With her call to the bar, Olsen-Hakongak has become one of the many success stories of the Nunavut Law Program. Her hard-won knowledge in the law is now serving her home community and setting an example for young people who may want to someday follow in her footsteps.
“I work in civil litigation right now, but this is just the starting point. I don’t know where I’ll end up,” she said. “My practice is quite broad. Anything that doesn’t fit within a family matter or a criminal matter is what I deal with. It can include employment, housing, police misconduct, guardianship matters. It really varies on the day. Our scope is very broad.”
The variety of the job is one of the key perks she anticipated when interviewing with the LSB for a staff lawyer position.
“In law you are always learning and keeping up with changes, but my interest in, and aptitude for, continued learning was one of the reasons for my interest in civil law,” she said.

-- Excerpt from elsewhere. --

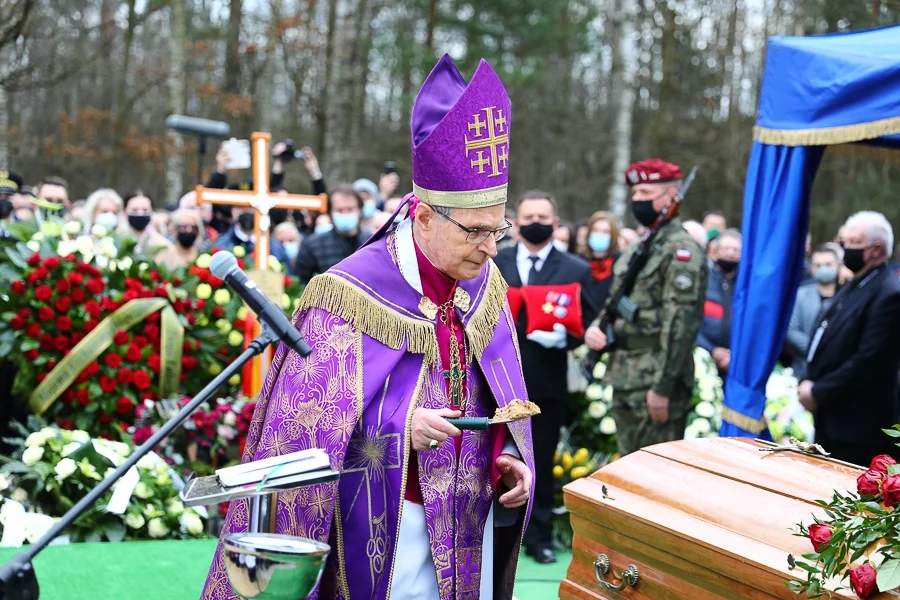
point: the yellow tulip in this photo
(580, 456)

Martin Phillipson, Dean of the USask College of Law, said Olsen-Hakongak is the epitome of the students from that program -- deeply committed to community, hard-working, and resourceful.
“I really look forward to seeing what these students do in the long term and how successful they become,” he said.
Of the original 25 students, 21 others graduated with Olsen-Hakongak, and two out of those graduated with Great Distinction, putting them in the top five per cent of the 142-person class.
The Nunavut Law Program was structured a little differently from the traditional three-year JD program. It included an introductory year with exposure to things like the Nunavut land claims agreement, an emphasis on cultural experiences and traditional Inuk laws, and connections to elders who came to speak to the future lawyers.
“The thing about the program was not just that we graduated 22 out of 25 people, but a significant majority of them are Inuk, speak Inuktitut, and they will fundamentally transform the legal system and the delivery of legal services in Nunavut,” said Phillipson.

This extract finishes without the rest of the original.